Who wants flowers when you're dead? Nobody.
A little perspective.
31 January 2009 | 18:50

If you think of yourself as a great man, all you need for a little perspective is to look into the past. I've hurt a lot of people. I've made a lot of mistakes. I'm a real asshole.

From time to time I look to peer into the past and remind myself of exactly who I am because I have a tendency to forget. Let me say from the onset, I'm often not proud of who I have been, which often leads to change. I'd like to say that it's always good change, but I'm none to sure. I just end up making different mistakes.

I used to make a lot of friends. Very close, intimate friends. We'd share secrets and be as close as close can be. And I'd ruin everything. Always. That's not me being hard on myself, either. That's the honest truth. I would do something truly unforgivable and I'd know it was unforgivable at the time. Or, much more frequently, I'd disappear. I would completely vanish from their lives and never return.

Why?

I think it was a game to me, or something. I think I was just rying to rack up points and even if I liked the person I'd just mess it all up so that I had a reason to start all over again with someone else. I've had some of the most amazing things said about me that very few people can boast. And then I'd hurt them or just disappear? The only solution I've really found is to stop making friends. I now only have one friend and thank God I still have her. Not just so that I have someone sitll, but so that I can know there's at least one person I haven't betrayed. I'd say that for my wife..but going back through some of the things she's had to say about me... I hurt her just like everyone else...and only out of luck do I still have her.

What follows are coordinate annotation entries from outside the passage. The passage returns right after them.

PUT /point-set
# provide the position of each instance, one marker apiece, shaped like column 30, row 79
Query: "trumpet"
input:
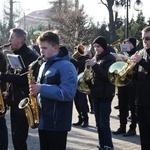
column 81, row 50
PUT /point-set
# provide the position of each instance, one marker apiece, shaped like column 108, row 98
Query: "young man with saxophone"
column 143, row 92
column 102, row 91
column 19, row 88
column 56, row 87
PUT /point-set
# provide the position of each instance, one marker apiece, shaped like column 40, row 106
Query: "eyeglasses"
column 146, row 38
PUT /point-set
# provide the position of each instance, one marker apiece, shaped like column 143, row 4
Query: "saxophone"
column 30, row 104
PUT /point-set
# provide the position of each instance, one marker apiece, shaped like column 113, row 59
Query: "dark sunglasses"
column 146, row 38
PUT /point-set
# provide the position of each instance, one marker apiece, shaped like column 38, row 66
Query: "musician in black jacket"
column 143, row 92
column 3, row 127
column 19, row 88
column 102, row 91
column 80, row 99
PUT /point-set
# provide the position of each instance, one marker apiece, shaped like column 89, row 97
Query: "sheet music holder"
column 16, row 61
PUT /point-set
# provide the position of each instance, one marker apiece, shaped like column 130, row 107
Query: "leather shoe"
column 85, row 124
column 119, row 131
column 77, row 124
column 130, row 133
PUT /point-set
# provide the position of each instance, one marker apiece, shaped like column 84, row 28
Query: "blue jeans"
column 3, row 134
column 102, row 117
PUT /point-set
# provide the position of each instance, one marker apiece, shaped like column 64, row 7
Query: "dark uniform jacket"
column 143, row 93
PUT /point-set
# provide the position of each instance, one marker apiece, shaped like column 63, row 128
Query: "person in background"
column 19, row 88
column 80, row 99
column 102, row 91
column 56, row 87
column 143, row 92
column 3, row 126
column 127, row 97
column 91, row 107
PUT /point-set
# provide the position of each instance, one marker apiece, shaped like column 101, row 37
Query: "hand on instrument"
column 5, row 94
column 90, row 62
column 136, row 58
column 35, row 88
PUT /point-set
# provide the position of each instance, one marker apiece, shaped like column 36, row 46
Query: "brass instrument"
column 120, row 73
column 2, row 105
column 30, row 104
column 81, row 50
column 116, row 45
column 5, row 45
column 37, row 33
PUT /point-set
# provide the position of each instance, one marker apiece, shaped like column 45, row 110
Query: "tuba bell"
column 81, row 50
column 120, row 73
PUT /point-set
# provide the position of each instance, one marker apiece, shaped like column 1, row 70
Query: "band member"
column 56, row 85
column 19, row 88
column 143, row 93
column 3, row 127
column 127, row 96
column 80, row 99
column 102, row 91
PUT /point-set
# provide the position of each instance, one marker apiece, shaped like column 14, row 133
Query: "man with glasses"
column 143, row 93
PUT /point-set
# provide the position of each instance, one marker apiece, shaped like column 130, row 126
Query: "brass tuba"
column 30, row 104
column 81, row 50
column 120, row 73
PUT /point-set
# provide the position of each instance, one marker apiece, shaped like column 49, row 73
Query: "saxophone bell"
column 30, row 104
column 25, row 104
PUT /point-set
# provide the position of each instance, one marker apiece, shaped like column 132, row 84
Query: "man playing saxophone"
column 143, row 92
column 102, row 91
column 19, row 88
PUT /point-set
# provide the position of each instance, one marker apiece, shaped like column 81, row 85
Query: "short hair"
column 19, row 32
column 49, row 37
column 146, row 29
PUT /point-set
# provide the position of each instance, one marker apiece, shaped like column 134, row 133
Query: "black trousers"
column 144, row 127
column 3, row 134
column 52, row 140
column 19, row 128
column 126, row 96
column 81, row 105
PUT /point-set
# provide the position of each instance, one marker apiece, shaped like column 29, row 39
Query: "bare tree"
column 73, row 24
column 112, row 20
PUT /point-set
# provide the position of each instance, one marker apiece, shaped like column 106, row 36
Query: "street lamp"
column 118, row 6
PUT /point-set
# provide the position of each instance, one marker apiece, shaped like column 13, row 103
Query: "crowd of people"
column 56, row 90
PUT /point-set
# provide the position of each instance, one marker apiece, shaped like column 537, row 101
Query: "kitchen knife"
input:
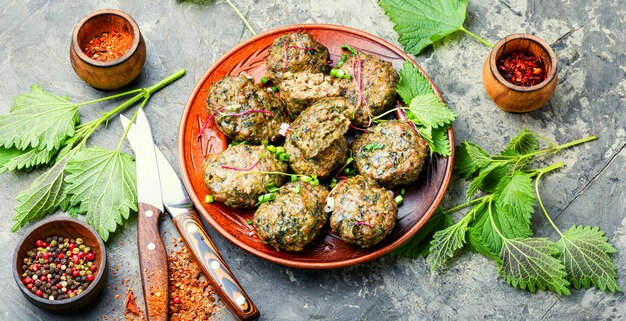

Is this why I don't like thinking about myself? Why I don't like being around people? Because I'm too ashamed of all I've done? Becuase I know I'm not half as great as I think I am? Perspective is good. It shows us where we really stand in the world.

I am sorry to all those that I have hurt or vanished on. I'm sorry that I made you think I was reliable and when you leaned on me..I left you to fall. I'm sorry to those that leaned on me, and I shoved away. I'm sorry for my betrayal. And I am sorry to two of you more so than any other. I am sorry to you, 'Chele. I know what I did was beyond cruel and I deserve whatever happens to me as a result. And I am sorry to you, Tressia. It takes a strong woman to love me, and I'm sorry that I hurt you so bad as to test your strength and resilience.

I hope one day I can be the man who has earned every last of those generous words spoken of me. I pray that I can be someone worth being. And I dream that I can do enough good to outweigh all the bad I've caused. Time will tell.